Joey teased the shrieking crowd by taking small bites and finally swallowing the remaining piece, taking care to chew it thoroughly before swallowing it.
Joey’s father, Joe Hernandez, stood nearby, laughing and taking pictures.
“How does it taste?” he asked, offering his son a sip of his strawberry lemonade.
“Good,” Joey said enthusiastically.
As the Arizona State Fair opened Friday, vendors once again tried to outdo each other to produce the most unusual, exciting and fear-inducing food. Highlights from this year’s menu: deep-fried butter, kangaroo sausage and hamburgers with doughnuts for buns.
Joey had his scorpion at Chef Du’Jour, which also offered chocolate-covered crickets and mealworm caramel apples.
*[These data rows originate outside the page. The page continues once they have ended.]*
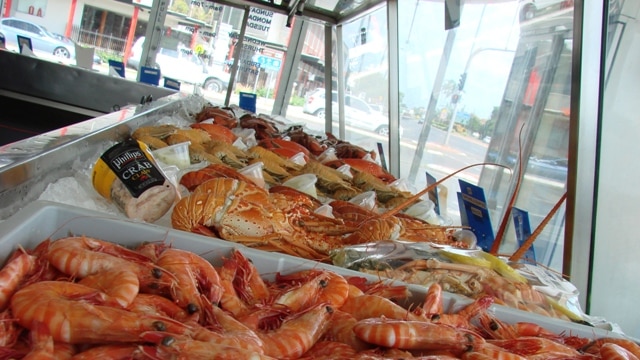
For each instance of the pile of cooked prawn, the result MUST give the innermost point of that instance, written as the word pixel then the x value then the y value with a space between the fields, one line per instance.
pixel 85 298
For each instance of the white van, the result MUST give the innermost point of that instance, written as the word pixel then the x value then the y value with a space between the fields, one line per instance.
pixel 183 65
pixel 357 112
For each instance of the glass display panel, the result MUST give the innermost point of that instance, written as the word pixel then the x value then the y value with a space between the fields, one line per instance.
pixel 496 90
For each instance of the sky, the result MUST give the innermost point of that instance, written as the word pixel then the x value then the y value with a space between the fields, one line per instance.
pixel 490 32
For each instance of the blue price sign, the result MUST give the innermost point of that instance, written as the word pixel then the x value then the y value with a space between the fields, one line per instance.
pixel 269 63
pixel 475 214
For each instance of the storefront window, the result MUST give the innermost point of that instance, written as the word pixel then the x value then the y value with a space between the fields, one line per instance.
pixel 494 89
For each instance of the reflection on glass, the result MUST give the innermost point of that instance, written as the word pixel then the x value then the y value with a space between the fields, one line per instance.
pixel 496 89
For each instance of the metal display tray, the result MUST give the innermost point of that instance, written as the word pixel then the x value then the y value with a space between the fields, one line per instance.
pixel 41 220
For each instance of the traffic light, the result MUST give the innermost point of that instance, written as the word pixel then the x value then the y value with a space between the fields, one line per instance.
pixel 463 78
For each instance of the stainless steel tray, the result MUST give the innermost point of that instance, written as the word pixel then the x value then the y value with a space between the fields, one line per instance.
pixel 42 220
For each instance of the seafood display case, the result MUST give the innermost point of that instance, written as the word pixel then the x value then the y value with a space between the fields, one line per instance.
pixel 51 95
pixel 42 220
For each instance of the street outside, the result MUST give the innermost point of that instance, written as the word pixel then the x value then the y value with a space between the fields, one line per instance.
pixel 439 159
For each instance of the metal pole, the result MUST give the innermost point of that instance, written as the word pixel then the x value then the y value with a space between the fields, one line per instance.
pixel 435 93
pixel 459 92
pixel 155 29
pixel 328 74
pixel 394 88
pixel 236 55
pixel 466 67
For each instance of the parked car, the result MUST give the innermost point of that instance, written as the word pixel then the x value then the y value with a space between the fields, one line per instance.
pixel 532 8
pixel 357 112
pixel 182 65
pixel 42 40
pixel 551 168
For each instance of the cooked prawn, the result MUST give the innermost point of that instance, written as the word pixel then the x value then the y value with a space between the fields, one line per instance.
pixel 119 286
pixel 175 347
pixel 41 344
pixel 115 352
pixel 150 304
pixel 416 335
pixel 301 294
pixel 229 299
pixel 341 330
pixel 611 351
pixel 298 334
pixel 369 306
pixel 12 274
pixel 330 350
pixel 594 346
pixel 82 256
pixel 528 346
pixel 333 288
pixel 248 283
pixel 71 314
pixel 192 275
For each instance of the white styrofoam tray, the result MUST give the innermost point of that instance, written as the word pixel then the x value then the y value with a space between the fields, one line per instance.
pixel 41 220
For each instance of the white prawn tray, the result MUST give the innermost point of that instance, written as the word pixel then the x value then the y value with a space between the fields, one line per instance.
pixel 41 220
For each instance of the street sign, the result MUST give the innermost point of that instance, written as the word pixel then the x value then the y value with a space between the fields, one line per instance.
pixel 268 63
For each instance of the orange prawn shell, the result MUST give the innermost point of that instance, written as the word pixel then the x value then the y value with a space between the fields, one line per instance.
pixel 217 132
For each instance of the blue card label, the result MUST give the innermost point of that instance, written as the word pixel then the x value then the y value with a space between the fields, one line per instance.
pixel 523 232
pixel 433 194
pixel 117 66
pixel 150 76
pixel 473 205
pixel 171 84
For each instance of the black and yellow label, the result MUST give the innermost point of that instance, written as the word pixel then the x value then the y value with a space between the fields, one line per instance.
pixel 128 162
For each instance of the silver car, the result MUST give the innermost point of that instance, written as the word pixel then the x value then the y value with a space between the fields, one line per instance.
pixel 182 65
pixel 357 112
pixel 42 40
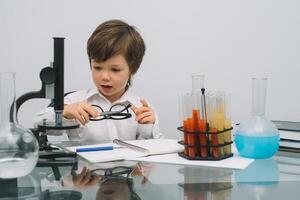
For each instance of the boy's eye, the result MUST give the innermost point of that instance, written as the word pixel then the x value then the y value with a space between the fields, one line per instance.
pixel 116 69
pixel 97 68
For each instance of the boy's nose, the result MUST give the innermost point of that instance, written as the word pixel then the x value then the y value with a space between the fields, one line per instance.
pixel 106 76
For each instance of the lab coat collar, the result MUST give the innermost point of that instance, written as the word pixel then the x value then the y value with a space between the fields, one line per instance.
pixel 94 91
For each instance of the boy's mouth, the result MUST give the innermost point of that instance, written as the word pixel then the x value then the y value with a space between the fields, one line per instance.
pixel 106 88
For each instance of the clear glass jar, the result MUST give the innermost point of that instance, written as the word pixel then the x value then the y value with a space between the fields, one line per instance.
pixel 18 147
pixel 257 137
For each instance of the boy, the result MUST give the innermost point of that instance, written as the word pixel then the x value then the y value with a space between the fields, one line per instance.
pixel 115 50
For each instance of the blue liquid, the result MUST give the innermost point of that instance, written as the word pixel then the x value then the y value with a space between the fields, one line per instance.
pixel 256 147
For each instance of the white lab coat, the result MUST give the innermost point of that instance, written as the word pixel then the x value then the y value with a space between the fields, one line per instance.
pixel 108 129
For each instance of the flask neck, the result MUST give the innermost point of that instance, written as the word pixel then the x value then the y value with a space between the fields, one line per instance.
pixel 259 87
pixel 7 97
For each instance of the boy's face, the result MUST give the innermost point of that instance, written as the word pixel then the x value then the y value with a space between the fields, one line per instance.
pixel 111 76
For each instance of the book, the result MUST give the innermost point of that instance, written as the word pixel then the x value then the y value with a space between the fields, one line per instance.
pixel 125 150
pixel 288 130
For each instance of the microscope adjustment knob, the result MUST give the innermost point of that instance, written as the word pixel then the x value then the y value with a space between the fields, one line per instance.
pixel 48 75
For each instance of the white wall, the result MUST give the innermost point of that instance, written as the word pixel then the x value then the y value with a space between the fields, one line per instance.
pixel 228 41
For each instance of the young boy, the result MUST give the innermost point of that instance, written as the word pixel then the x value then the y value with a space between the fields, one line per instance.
pixel 115 50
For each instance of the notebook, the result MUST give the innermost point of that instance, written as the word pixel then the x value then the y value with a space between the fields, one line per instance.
pixel 124 150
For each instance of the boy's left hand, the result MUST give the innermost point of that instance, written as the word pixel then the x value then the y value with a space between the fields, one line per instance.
pixel 144 114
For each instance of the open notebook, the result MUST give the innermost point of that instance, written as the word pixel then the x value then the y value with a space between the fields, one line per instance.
pixel 129 149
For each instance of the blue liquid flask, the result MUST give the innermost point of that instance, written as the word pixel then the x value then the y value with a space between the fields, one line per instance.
pixel 258 137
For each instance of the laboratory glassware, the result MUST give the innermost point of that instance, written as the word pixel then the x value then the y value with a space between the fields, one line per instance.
pixel 257 137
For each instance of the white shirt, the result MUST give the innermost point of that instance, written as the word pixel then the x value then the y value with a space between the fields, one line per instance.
pixel 107 129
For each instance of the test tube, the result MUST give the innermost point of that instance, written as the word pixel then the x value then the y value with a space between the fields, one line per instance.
pixel 213 136
pixel 227 123
pixel 220 117
pixel 197 83
pixel 184 114
pixel 190 114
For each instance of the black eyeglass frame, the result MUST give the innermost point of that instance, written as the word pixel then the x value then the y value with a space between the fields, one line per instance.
pixel 109 172
pixel 115 115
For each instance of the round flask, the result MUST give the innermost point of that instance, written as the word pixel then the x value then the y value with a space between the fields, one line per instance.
pixel 18 147
pixel 257 137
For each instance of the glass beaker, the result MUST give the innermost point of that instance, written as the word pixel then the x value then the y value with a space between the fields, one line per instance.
pixel 18 147
pixel 257 137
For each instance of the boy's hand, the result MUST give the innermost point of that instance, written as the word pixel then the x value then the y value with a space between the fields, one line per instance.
pixel 144 114
pixel 80 111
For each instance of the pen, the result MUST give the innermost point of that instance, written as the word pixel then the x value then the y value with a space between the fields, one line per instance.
pixel 89 149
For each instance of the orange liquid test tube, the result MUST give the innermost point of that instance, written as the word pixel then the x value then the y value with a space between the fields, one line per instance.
pixel 214 141
pixel 196 118
pixel 185 135
pixel 202 138
pixel 191 138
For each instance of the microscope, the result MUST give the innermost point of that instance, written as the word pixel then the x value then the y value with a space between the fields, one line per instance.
pixel 52 78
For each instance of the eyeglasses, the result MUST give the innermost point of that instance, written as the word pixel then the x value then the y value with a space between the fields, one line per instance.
pixel 113 172
pixel 117 111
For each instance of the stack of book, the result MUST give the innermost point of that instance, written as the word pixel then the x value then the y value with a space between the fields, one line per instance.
pixel 289 135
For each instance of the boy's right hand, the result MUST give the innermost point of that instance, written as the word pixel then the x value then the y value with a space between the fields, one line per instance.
pixel 80 111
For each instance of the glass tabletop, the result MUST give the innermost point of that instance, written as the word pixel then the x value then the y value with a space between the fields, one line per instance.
pixel 275 178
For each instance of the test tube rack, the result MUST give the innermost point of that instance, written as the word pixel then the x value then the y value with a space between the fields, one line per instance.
pixel 209 148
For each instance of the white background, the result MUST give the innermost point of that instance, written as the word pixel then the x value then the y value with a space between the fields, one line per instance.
pixel 228 41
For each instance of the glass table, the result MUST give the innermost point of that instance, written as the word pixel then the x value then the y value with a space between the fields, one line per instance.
pixel 276 178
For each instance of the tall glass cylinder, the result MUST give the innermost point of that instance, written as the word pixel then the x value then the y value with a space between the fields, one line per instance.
pixel 18 146
pixel 197 83
pixel 257 137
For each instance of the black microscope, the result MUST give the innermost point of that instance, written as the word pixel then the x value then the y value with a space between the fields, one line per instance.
pixel 52 78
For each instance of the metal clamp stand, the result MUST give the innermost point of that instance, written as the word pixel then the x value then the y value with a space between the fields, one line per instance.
pixel 52 79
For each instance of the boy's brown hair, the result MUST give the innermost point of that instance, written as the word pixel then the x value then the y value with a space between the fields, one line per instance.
pixel 116 37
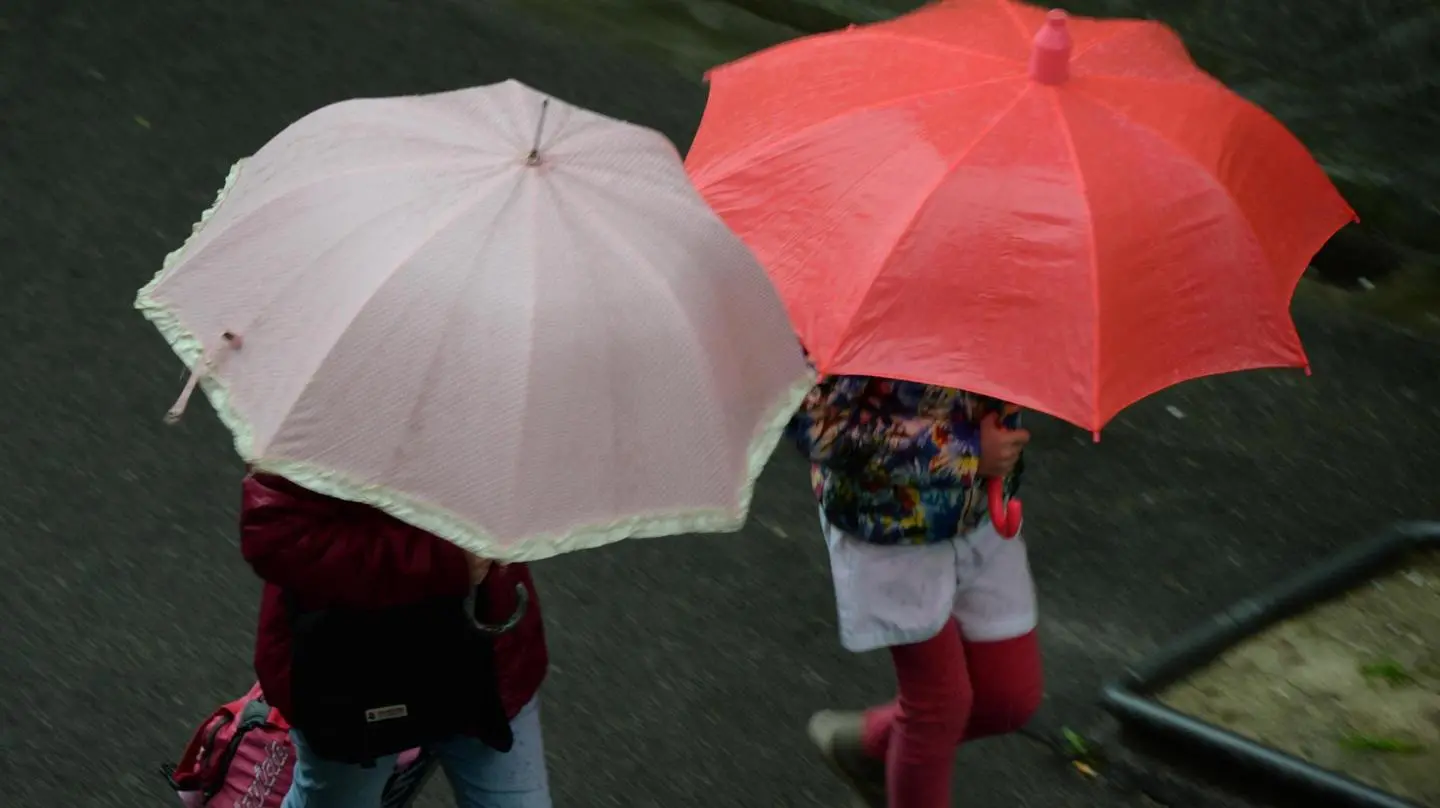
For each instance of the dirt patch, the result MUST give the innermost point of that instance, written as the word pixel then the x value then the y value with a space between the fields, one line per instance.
pixel 1352 684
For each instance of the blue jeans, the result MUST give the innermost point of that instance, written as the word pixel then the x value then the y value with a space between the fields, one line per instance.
pixel 478 775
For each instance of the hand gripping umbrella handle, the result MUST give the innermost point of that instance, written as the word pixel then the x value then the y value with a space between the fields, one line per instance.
pixel 522 607
pixel 1005 514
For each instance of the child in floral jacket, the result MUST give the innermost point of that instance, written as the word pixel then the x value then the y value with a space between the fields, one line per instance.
pixel 899 470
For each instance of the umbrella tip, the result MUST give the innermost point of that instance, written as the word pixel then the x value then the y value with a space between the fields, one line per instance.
pixel 1050 51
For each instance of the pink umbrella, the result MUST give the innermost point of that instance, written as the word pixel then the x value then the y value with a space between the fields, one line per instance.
pixel 498 317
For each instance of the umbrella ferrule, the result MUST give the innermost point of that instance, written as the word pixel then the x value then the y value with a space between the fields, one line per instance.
pixel 1050 51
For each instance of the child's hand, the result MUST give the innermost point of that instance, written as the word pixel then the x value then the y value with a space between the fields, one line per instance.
pixel 1000 447
pixel 478 568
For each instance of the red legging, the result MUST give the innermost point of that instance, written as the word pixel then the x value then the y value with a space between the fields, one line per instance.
pixel 949 692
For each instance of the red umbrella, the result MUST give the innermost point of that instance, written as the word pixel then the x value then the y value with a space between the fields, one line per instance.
pixel 1069 219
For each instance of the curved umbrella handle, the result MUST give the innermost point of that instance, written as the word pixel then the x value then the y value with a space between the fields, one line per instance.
pixel 1005 514
pixel 522 607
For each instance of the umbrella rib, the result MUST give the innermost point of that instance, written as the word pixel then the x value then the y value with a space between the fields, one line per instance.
pixel 637 258
pixel 280 293
pixel 1095 258
pixel 444 225
pixel 925 198
pixel 614 431
pixel 941 45
pixel 1020 25
pixel 743 159
pixel 1210 177
pixel 414 416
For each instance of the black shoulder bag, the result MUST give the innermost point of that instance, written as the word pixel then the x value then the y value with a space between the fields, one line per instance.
pixel 369 683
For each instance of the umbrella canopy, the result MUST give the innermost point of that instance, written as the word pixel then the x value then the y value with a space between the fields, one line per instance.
pixel 498 317
pixel 1064 213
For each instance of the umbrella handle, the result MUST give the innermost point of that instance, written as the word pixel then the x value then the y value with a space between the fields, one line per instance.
pixel 1005 514
pixel 522 607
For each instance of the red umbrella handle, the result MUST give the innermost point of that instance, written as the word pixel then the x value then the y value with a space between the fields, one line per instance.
pixel 1005 514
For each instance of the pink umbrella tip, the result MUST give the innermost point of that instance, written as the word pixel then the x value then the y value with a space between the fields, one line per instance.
pixel 1050 52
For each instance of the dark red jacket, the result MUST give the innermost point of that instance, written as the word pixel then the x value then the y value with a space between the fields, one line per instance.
pixel 336 553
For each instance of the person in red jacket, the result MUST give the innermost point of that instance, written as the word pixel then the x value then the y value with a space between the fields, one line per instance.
pixel 339 553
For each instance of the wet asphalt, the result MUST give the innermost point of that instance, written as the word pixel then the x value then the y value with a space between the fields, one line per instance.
pixel 684 669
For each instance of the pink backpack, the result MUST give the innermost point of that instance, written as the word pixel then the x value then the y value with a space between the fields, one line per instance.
pixel 242 758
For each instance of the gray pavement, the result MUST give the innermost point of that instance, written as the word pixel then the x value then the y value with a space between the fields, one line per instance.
pixel 683 669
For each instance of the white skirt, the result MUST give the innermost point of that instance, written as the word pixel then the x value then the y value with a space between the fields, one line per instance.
pixel 905 594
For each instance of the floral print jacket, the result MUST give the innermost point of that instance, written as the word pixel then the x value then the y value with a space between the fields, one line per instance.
pixel 896 463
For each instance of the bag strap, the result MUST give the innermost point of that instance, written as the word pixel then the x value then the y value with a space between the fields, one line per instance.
pixel 254 716
pixel 248 712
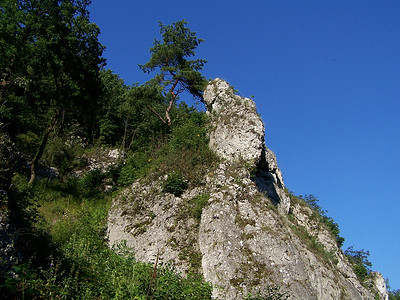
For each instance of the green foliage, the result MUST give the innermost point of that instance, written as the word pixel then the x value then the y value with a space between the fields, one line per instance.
pixel 394 295
pixel 175 184
pixel 198 203
pixel 176 73
pixel 49 71
pixel 332 226
pixel 361 264
pixel 269 293
pixel 82 265
pixel 136 166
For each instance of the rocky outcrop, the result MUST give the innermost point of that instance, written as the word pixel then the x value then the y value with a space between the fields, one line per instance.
pixel 248 235
pixel 237 134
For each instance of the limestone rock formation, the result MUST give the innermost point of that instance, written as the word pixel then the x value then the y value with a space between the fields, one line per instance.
pixel 249 235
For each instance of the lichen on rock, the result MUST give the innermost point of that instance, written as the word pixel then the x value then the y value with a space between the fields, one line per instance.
pixel 246 236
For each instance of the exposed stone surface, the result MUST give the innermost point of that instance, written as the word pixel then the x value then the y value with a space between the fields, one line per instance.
pixel 249 236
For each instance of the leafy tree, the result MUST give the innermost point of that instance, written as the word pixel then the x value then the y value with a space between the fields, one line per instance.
pixel 359 259
pixel 50 59
pixel 176 72
pixel 329 222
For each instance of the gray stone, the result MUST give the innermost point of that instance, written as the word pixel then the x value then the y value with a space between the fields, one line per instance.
pixel 249 236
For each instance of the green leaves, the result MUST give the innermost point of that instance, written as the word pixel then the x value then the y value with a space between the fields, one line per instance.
pixel 176 73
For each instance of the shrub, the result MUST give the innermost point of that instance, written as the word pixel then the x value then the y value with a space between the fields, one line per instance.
pixel 361 264
pixel 198 203
pixel 175 184
pixel 136 166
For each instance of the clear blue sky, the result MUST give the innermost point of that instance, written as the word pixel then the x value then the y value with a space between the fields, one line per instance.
pixel 326 79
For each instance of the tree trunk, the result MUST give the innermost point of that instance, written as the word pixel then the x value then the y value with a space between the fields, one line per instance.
pixel 40 151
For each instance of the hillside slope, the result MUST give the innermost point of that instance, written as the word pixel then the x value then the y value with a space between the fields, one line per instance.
pixel 239 226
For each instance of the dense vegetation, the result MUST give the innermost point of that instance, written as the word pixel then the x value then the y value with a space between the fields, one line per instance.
pixel 59 105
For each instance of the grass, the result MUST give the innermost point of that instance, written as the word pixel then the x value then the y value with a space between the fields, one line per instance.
pixel 80 265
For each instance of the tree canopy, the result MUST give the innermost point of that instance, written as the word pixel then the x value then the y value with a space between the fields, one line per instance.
pixel 49 66
pixel 176 72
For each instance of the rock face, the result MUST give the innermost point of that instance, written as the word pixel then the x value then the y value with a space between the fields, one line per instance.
pixel 249 235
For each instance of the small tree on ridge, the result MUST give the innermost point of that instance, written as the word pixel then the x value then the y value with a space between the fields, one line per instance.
pixel 176 72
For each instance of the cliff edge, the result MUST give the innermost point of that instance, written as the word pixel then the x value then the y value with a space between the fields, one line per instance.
pixel 250 233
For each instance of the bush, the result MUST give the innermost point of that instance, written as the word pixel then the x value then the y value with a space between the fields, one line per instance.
pixel 332 226
pixel 361 264
pixel 175 184
pixel 136 166
pixel 82 265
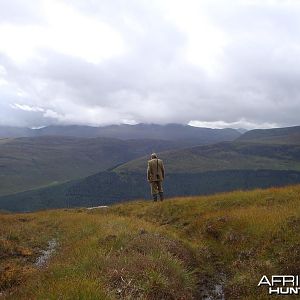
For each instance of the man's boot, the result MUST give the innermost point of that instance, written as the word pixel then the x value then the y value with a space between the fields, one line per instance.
pixel 161 196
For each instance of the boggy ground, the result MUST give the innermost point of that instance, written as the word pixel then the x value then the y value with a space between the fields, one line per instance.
pixel 178 249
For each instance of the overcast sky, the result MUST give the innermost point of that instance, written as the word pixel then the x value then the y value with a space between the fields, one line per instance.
pixel 97 62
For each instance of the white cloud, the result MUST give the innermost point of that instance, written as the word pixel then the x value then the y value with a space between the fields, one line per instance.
pixel 219 63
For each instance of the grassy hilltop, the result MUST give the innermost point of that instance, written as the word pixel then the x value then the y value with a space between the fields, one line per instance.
pixel 183 248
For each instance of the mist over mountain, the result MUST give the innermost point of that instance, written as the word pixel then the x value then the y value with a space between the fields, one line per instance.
pixel 171 132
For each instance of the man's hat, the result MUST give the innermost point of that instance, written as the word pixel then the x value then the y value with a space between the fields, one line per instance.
pixel 153 155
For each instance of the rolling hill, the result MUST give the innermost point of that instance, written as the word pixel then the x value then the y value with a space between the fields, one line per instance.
pixel 209 247
pixel 27 163
pixel 286 135
pixel 188 135
pixel 206 169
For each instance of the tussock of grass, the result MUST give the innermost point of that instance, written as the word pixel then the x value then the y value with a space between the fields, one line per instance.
pixel 177 249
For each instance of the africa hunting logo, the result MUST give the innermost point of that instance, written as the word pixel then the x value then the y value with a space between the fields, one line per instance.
pixel 281 284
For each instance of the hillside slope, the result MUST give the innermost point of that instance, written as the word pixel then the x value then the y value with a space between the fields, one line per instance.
pixel 188 135
pixel 286 135
pixel 184 248
pixel 224 156
pixel 27 163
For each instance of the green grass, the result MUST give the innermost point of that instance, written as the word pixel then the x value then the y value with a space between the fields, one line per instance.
pixel 176 249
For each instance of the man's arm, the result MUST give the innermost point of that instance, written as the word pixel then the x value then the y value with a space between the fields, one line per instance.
pixel 163 169
pixel 148 172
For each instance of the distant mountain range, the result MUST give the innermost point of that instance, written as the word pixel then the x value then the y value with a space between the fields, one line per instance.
pixel 56 154
pixel 171 132
pixel 244 163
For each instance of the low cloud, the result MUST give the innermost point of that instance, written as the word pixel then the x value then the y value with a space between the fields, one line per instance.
pixel 206 63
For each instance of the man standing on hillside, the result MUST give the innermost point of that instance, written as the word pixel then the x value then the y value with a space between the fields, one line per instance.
pixel 155 176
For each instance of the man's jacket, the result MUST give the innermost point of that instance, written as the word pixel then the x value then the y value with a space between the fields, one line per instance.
pixel 155 170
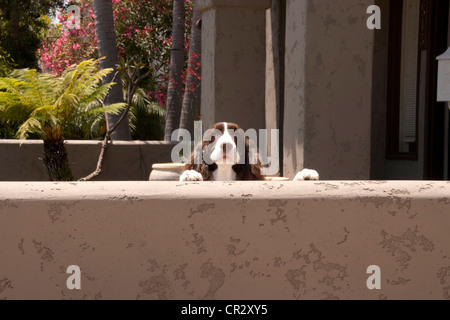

Chef John Corey, who runs a restaurant in downtown Phoenix, said he sold 18,000 scorpions last year and hopes to sell as many as 30,000 this year.
What possesses a person to eat a scorpion? “It’s a challenge,” Corey said.
Not far away, Cole Adams was grilling alligator tail and alligator sausage at Jungle George Amusements, which also offered hamburgers made of llama and yak.
“You always want to look for something new in this business,” Adams said.
At J&L Concessions, many passersby cringed at the idea of deep-fried butter, a new item on this year’s menu. It joined staples such as deep-fried Snickers bars, Oreos, Twinkies and cookie dough.
Christine Fisher decided to try the Twinkie.
“I’m really curious,” she said. “The butter sounds really gross though.”
Donut Hamburgers, sandwiched between two halves of a Krispy Kreme, were in high demand at the Southwest Food and Beverage booth.
“Is it dessert? Is it lunch? You decide,” vendor Sam Haro said.
Janet Brombaugh said she was willing to buy one – later.
“I’m sure it will be a real heart attack on a bun, but it will be worth a try,” she said.
Fairgoer John Duffy said he chose the more “traditional” route, ordering deep-fried cheesecake on a stick, drizzled with chocolate syrup and dusted with powdered sugar. It’s a perennial favorite at the Fun Zone Food booth.
“Messy but delicious,” Duffy said, wiping his mouth with a napkin.